Table – Example of many new neutrals

Now in resource fallback (the main scenario of the chain) the older chain was really something of a liability since it was crossing the script boundary a little too freely, in this case and many others.

But in the case of Bokmål vs. Nynorsk, we aren't talking about script differences country differences or language differences. We are talking about two theoretical extremes of a dialect-based difference that spans the country of Norway and only Norway, and in actuality the old fallback behavior isn't really bad in any linguistic or market-based sense -- a neutral Nynorsk doesn't really seem to serve much of a real purpose....

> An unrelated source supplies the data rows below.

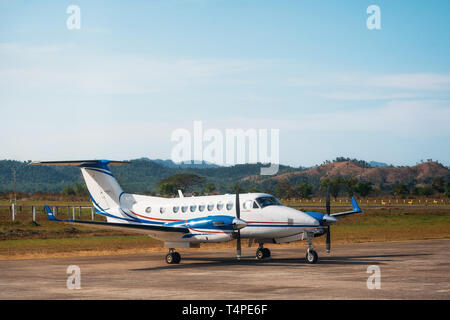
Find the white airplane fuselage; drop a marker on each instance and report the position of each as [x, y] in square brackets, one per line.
[269, 223]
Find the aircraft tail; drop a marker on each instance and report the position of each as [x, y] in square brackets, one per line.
[103, 188]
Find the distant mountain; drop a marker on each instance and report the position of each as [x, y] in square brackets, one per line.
[383, 177]
[192, 164]
[142, 175]
[378, 164]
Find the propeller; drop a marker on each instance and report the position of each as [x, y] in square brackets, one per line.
[238, 216]
[328, 241]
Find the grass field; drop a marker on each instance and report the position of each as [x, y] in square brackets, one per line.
[22, 239]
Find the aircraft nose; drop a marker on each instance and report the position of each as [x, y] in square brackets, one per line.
[327, 219]
[239, 224]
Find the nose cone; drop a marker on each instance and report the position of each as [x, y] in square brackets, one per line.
[327, 219]
[239, 224]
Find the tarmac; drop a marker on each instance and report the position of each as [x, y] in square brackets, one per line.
[390, 270]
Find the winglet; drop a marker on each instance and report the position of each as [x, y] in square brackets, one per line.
[50, 214]
[355, 206]
[355, 209]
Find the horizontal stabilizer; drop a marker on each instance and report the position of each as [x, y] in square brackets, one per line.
[78, 162]
[123, 226]
[355, 209]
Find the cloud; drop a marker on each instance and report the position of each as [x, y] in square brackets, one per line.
[354, 86]
[66, 68]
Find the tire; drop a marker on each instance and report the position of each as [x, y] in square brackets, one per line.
[177, 257]
[170, 259]
[260, 254]
[311, 257]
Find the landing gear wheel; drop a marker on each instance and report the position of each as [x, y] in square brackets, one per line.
[173, 257]
[177, 257]
[311, 257]
[259, 254]
[262, 253]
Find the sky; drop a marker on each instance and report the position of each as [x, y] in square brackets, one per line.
[134, 72]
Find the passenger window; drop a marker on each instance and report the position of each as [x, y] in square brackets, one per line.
[248, 204]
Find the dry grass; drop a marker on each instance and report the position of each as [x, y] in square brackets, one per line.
[51, 239]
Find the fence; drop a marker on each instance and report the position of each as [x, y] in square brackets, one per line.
[22, 212]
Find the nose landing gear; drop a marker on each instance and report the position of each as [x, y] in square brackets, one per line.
[173, 257]
[311, 255]
[262, 253]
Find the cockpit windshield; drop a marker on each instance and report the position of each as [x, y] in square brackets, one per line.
[268, 201]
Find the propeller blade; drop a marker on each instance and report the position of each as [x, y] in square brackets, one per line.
[327, 202]
[238, 207]
[238, 238]
[328, 240]
[328, 227]
[238, 245]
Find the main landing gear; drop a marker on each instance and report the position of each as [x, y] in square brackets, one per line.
[262, 253]
[173, 257]
[311, 255]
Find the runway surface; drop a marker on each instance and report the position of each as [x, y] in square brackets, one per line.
[409, 270]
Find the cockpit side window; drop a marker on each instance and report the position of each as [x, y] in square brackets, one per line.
[268, 201]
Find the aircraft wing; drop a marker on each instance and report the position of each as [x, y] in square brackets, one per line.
[139, 228]
[355, 209]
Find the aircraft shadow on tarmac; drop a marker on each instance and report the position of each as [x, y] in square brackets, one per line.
[285, 262]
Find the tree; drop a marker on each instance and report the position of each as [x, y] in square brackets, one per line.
[447, 189]
[182, 181]
[238, 188]
[284, 190]
[304, 190]
[349, 185]
[400, 189]
[168, 188]
[423, 191]
[210, 187]
[363, 188]
[332, 185]
[68, 190]
[438, 184]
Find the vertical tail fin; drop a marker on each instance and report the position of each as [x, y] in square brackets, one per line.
[103, 188]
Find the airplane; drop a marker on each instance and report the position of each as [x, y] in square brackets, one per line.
[185, 222]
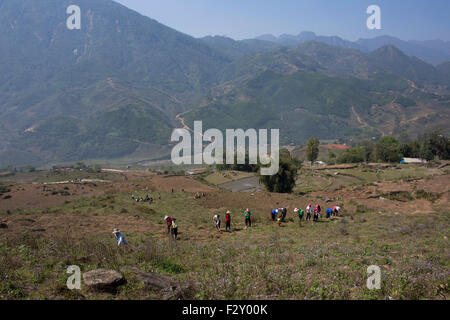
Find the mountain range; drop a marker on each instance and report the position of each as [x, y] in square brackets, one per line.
[117, 88]
[433, 51]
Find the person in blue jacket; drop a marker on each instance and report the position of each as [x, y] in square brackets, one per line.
[119, 237]
[274, 214]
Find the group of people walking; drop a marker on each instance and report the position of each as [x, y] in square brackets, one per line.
[247, 220]
[316, 212]
[278, 215]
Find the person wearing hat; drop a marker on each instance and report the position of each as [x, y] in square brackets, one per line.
[308, 212]
[168, 223]
[119, 237]
[228, 221]
[274, 214]
[247, 215]
[216, 219]
[299, 212]
[174, 226]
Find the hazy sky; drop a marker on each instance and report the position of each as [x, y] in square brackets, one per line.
[240, 19]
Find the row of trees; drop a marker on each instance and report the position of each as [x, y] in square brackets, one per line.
[388, 149]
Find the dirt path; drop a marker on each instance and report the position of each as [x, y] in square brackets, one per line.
[364, 123]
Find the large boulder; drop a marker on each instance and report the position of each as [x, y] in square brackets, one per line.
[166, 285]
[103, 279]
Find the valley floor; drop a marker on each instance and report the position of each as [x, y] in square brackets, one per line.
[393, 217]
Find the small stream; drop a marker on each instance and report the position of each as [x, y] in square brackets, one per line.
[243, 185]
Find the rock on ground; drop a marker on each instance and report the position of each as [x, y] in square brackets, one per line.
[103, 279]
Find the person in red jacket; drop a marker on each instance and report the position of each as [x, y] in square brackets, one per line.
[228, 221]
[168, 223]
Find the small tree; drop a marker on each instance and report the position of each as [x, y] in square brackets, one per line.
[387, 149]
[312, 150]
[284, 180]
[331, 157]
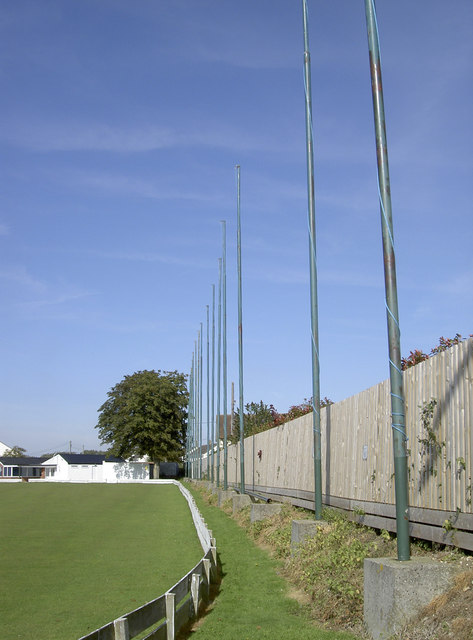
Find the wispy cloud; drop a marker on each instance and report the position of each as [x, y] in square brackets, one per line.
[152, 257]
[84, 136]
[19, 276]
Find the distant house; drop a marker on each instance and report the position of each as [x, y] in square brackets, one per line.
[23, 467]
[4, 448]
[75, 467]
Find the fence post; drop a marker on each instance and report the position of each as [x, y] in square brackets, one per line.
[195, 592]
[170, 612]
[120, 628]
[207, 569]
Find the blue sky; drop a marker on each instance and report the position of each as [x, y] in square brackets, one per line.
[121, 123]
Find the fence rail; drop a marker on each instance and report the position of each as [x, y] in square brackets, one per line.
[181, 603]
[357, 459]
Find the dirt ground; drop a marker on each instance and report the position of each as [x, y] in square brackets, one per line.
[448, 617]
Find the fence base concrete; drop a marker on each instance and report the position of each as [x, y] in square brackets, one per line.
[262, 511]
[224, 495]
[240, 502]
[394, 591]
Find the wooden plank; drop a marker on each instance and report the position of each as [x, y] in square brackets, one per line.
[106, 632]
[158, 634]
[183, 615]
[147, 615]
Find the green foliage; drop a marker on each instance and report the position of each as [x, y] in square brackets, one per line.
[256, 417]
[15, 452]
[329, 566]
[145, 414]
[417, 356]
[260, 417]
[430, 443]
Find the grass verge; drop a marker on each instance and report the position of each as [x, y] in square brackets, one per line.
[253, 599]
[75, 556]
[328, 569]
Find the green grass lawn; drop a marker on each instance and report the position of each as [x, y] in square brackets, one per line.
[252, 602]
[76, 556]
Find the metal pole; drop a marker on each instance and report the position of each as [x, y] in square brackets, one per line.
[196, 400]
[189, 422]
[392, 313]
[213, 380]
[240, 339]
[219, 358]
[313, 275]
[208, 394]
[224, 331]
[191, 461]
[201, 413]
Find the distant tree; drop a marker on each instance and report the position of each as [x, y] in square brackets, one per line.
[146, 414]
[15, 452]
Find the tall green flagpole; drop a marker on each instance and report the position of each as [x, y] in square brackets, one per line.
[313, 275]
[392, 313]
[219, 359]
[240, 340]
[224, 333]
[212, 477]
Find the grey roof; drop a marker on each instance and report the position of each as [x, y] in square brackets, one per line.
[92, 458]
[21, 462]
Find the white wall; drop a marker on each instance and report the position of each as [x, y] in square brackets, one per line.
[125, 471]
[3, 448]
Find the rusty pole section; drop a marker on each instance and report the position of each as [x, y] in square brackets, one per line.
[394, 338]
[313, 276]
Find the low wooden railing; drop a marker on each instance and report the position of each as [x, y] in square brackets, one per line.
[168, 613]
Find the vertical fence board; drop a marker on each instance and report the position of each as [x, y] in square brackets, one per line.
[362, 423]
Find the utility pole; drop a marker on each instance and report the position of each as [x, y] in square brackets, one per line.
[313, 274]
[392, 313]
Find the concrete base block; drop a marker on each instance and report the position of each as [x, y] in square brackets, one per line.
[394, 592]
[262, 511]
[223, 496]
[240, 502]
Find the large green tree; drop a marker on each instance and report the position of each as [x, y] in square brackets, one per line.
[146, 414]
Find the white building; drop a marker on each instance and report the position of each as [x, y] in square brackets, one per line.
[74, 467]
[3, 449]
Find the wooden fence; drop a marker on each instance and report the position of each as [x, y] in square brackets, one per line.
[166, 615]
[357, 458]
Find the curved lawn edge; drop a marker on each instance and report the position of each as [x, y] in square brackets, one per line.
[177, 605]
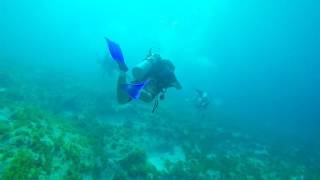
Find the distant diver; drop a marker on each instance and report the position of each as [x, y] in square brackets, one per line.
[152, 77]
[201, 100]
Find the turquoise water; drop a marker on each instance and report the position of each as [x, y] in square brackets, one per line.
[258, 61]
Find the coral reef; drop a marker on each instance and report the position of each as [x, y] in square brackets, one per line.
[70, 133]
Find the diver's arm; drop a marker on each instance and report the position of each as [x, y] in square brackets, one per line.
[122, 96]
[146, 96]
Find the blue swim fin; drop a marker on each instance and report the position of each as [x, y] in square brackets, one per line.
[117, 55]
[134, 90]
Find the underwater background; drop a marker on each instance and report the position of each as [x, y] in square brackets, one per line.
[258, 61]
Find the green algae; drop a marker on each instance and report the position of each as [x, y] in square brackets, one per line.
[23, 166]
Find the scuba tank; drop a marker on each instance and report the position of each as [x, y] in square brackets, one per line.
[141, 70]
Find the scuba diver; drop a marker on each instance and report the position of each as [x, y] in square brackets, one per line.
[152, 77]
[201, 100]
[201, 103]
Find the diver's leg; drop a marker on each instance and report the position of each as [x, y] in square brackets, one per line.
[122, 96]
[146, 96]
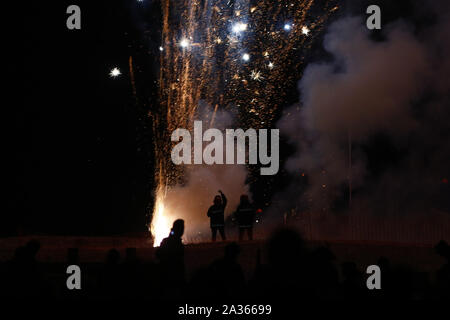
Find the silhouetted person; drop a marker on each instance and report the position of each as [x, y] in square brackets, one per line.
[171, 256]
[216, 215]
[226, 275]
[245, 216]
[111, 281]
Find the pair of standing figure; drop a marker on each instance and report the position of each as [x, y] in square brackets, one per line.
[245, 215]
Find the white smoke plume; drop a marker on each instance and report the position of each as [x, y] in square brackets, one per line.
[398, 87]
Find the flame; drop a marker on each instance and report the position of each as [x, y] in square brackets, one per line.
[161, 225]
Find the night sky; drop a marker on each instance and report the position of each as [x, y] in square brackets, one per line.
[78, 144]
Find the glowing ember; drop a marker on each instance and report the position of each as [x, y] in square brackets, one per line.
[115, 73]
[305, 31]
[161, 225]
[184, 43]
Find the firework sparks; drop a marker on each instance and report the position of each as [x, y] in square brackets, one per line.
[305, 30]
[114, 73]
[256, 75]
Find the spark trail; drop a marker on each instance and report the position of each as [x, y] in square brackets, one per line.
[233, 55]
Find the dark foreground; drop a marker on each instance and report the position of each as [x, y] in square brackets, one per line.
[283, 268]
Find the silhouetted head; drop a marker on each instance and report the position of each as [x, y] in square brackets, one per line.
[178, 228]
[443, 249]
[232, 251]
[217, 200]
[285, 247]
[244, 199]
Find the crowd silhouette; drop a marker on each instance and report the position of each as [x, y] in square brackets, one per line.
[291, 272]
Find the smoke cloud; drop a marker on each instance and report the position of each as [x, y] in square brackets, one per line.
[397, 88]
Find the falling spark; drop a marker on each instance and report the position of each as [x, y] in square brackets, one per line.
[115, 73]
[256, 75]
[239, 27]
[184, 43]
[215, 73]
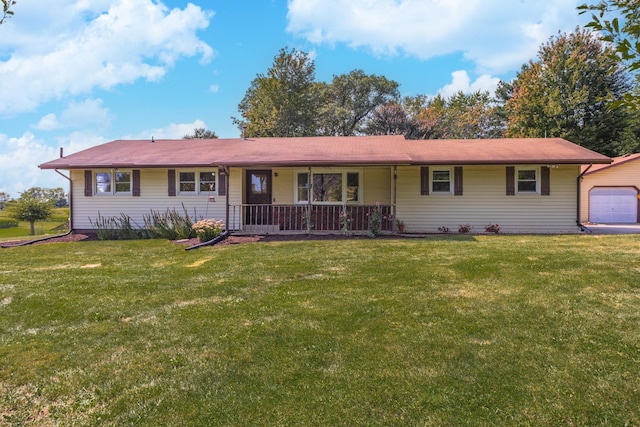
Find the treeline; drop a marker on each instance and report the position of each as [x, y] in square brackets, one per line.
[567, 91]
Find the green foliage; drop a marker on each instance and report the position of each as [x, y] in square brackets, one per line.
[283, 102]
[157, 225]
[8, 223]
[350, 99]
[6, 9]
[618, 21]
[169, 225]
[30, 208]
[566, 93]
[450, 330]
[201, 133]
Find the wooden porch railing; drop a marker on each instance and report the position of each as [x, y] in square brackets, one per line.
[303, 218]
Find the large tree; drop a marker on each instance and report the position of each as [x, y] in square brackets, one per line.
[565, 92]
[618, 21]
[30, 208]
[284, 101]
[350, 99]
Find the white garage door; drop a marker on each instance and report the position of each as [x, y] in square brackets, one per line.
[613, 205]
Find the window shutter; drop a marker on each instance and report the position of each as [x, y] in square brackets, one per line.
[222, 182]
[424, 181]
[457, 181]
[88, 183]
[511, 181]
[545, 181]
[136, 182]
[172, 182]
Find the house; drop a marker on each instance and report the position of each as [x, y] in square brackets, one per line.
[289, 184]
[610, 193]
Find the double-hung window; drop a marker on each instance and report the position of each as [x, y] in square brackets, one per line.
[527, 180]
[196, 182]
[328, 187]
[441, 181]
[113, 182]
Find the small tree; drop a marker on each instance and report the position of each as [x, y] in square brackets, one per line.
[201, 133]
[30, 208]
[6, 9]
[4, 198]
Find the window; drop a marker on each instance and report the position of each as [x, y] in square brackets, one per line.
[441, 181]
[196, 182]
[527, 180]
[303, 187]
[328, 187]
[113, 182]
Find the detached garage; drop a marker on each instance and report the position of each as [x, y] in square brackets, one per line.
[609, 193]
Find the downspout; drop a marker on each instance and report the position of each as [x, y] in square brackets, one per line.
[578, 181]
[226, 192]
[395, 197]
[70, 198]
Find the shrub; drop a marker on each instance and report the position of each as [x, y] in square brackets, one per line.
[208, 229]
[8, 223]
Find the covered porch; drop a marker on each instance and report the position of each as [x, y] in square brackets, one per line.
[307, 218]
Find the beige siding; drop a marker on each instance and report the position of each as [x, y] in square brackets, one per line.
[376, 185]
[622, 175]
[153, 197]
[283, 186]
[484, 201]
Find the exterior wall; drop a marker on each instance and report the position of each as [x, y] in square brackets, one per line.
[377, 185]
[484, 201]
[622, 175]
[153, 197]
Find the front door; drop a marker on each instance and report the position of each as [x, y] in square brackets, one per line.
[258, 192]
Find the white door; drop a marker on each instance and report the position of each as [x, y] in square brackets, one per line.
[613, 205]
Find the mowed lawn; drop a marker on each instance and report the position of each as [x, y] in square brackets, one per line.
[436, 331]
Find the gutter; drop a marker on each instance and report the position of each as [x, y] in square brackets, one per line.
[578, 181]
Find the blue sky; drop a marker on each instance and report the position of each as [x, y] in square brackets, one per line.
[77, 73]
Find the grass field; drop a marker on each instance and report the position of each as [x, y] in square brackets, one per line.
[438, 331]
[53, 226]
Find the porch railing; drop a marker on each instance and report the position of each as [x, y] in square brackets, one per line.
[303, 218]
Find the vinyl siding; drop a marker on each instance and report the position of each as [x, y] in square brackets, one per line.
[376, 184]
[283, 187]
[153, 197]
[623, 175]
[485, 202]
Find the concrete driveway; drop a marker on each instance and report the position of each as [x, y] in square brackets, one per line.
[613, 228]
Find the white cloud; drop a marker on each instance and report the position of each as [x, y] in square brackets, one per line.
[461, 82]
[20, 157]
[77, 115]
[497, 35]
[105, 44]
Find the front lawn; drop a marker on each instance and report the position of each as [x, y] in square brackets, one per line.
[450, 330]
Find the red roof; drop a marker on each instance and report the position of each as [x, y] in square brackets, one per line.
[305, 151]
[617, 161]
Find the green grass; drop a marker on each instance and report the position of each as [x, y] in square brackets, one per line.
[42, 228]
[454, 330]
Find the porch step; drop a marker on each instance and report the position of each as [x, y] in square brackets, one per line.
[262, 228]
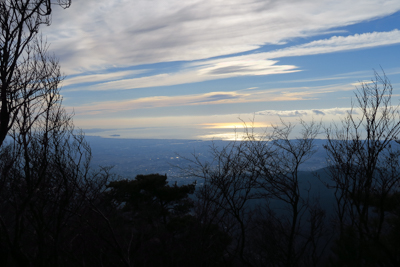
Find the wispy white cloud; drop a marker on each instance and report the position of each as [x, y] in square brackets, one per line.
[206, 72]
[306, 112]
[338, 43]
[101, 77]
[252, 64]
[212, 98]
[102, 34]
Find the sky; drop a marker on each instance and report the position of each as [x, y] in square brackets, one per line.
[200, 69]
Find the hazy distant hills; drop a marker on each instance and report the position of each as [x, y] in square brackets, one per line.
[131, 157]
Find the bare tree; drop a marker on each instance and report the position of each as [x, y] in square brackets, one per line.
[364, 169]
[26, 72]
[251, 173]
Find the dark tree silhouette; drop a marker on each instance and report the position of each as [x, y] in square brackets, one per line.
[27, 73]
[365, 172]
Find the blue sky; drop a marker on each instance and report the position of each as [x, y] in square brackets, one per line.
[190, 69]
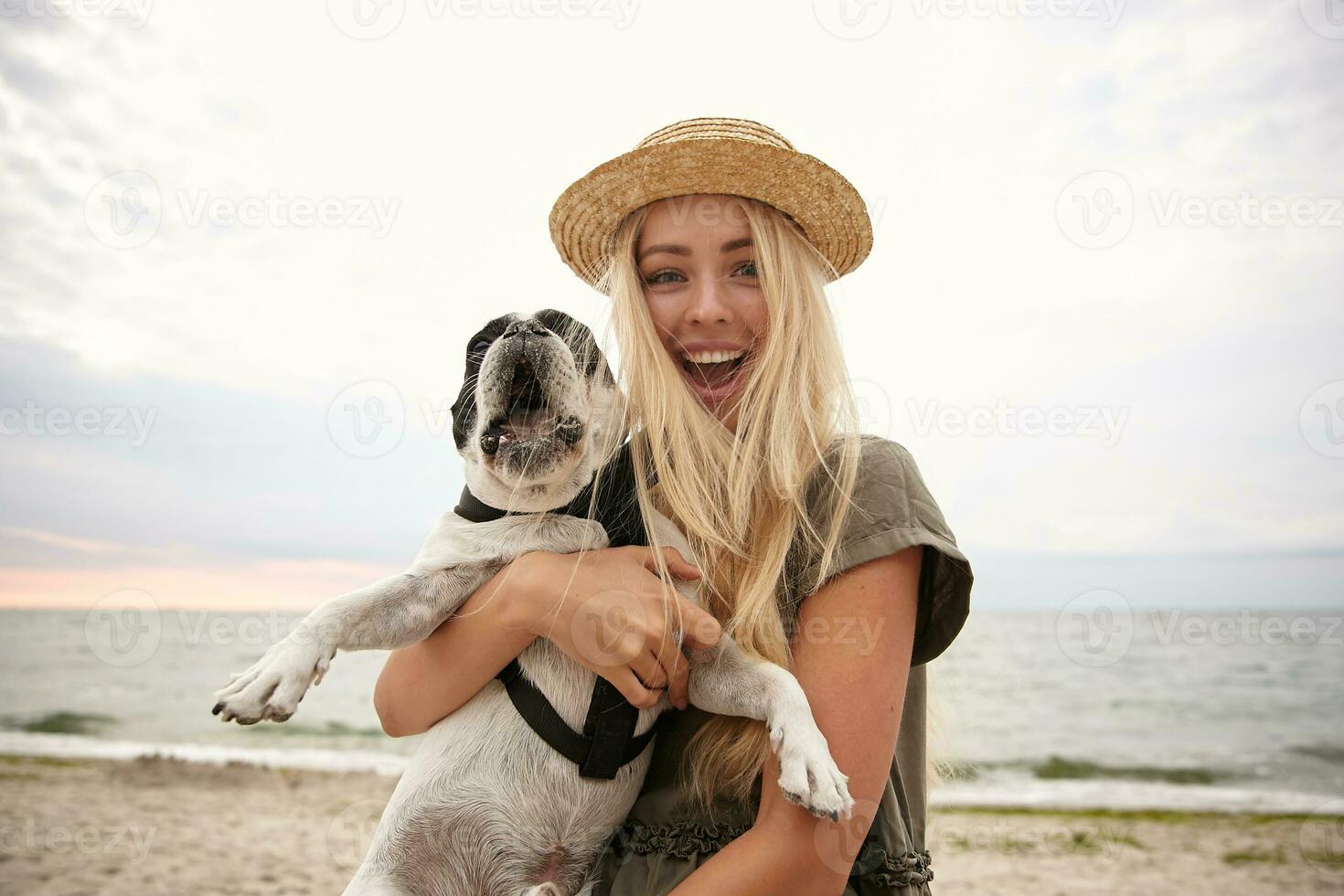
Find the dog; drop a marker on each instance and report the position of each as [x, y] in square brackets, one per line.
[486, 806]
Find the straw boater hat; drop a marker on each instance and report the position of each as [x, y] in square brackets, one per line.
[711, 156]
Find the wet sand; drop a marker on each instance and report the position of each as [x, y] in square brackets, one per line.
[165, 827]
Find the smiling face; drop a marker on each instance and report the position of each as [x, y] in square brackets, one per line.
[534, 400]
[698, 268]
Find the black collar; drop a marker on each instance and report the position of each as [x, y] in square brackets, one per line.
[617, 507]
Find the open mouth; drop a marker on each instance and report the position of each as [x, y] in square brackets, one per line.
[528, 417]
[712, 375]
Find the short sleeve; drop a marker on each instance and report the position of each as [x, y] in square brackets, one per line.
[891, 511]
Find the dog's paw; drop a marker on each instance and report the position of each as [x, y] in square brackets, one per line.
[808, 775]
[273, 686]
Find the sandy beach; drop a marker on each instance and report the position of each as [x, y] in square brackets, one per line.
[165, 827]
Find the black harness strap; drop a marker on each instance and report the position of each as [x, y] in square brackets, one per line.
[608, 741]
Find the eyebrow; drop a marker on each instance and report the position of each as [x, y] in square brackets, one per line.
[682, 251]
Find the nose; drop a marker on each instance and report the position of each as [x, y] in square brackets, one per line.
[525, 326]
[709, 304]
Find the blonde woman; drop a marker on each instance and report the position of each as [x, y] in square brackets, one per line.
[817, 549]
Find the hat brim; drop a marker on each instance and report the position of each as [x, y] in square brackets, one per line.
[824, 205]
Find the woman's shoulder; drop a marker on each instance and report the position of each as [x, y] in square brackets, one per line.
[889, 488]
[890, 509]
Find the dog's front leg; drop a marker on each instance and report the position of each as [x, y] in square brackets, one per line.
[725, 680]
[391, 613]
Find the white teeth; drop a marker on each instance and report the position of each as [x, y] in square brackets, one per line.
[712, 357]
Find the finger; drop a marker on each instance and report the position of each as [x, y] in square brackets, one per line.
[629, 686]
[677, 564]
[649, 670]
[699, 627]
[677, 686]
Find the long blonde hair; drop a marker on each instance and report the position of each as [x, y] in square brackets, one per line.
[742, 497]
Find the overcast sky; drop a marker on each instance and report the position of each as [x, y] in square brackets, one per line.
[243, 245]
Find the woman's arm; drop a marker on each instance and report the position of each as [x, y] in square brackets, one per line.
[852, 658]
[581, 602]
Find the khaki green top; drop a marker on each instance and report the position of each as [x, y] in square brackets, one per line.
[664, 837]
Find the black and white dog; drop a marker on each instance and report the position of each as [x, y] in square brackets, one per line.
[488, 805]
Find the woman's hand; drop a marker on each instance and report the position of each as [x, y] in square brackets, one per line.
[612, 613]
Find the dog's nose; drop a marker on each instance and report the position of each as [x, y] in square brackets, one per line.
[522, 328]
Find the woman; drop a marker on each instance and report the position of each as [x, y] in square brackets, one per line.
[816, 549]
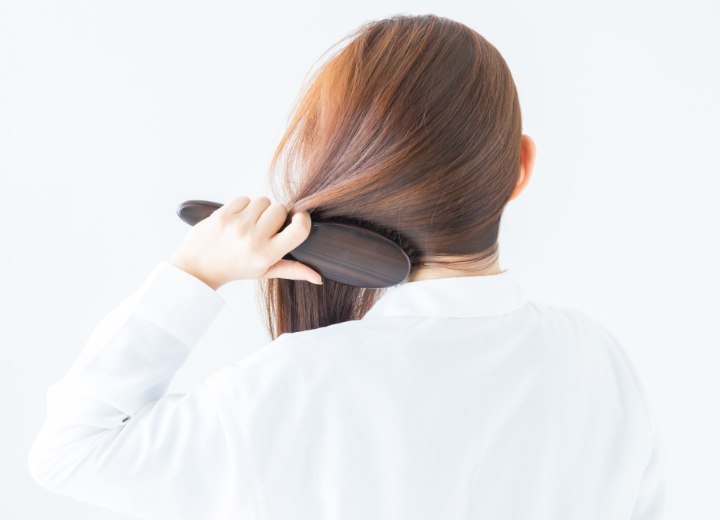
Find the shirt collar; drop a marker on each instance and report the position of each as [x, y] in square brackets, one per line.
[458, 296]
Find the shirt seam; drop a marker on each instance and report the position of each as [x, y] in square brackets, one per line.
[258, 497]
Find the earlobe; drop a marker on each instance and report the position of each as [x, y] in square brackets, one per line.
[527, 161]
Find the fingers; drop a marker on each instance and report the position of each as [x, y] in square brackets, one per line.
[293, 270]
[271, 219]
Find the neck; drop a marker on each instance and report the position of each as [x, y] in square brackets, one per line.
[463, 266]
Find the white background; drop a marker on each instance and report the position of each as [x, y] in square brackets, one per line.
[112, 113]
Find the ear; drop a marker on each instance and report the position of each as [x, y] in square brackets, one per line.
[527, 161]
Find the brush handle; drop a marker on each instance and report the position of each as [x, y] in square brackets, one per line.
[345, 253]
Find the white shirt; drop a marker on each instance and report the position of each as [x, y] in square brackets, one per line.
[453, 398]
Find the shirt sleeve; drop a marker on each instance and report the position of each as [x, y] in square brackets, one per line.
[113, 437]
[650, 504]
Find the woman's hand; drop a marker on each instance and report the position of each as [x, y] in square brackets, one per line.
[240, 241]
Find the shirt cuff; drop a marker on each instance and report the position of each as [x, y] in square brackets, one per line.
[178, 302]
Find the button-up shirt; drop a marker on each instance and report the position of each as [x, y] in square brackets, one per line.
[452, 398]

In fact, it really looks like a bit of technical over-reaching (an overarching change being over-applied).

Clearly intentional, and therefore by design, I guess.

Though given how traumatic it is to find out that whoever your thought your parent was turns out to not be, perhaps these edge cases should not have been shifted so quickly.

Perhaps not such a good application of the design?

Doug Ewell on 27 May 2011 8:24 AM:

Geez, if I'd known Hell looked like that, I wouldn't have been so worried about last Saturday.

Michael S. Kaplan on 27 May 2011 9:06 AM:

You were worried about it? :-)

Van on 7 Jun 2011 3:07 PM:

@Doug. Unfortunately, this is Hell in the summertime. It gets a lot worse in winter.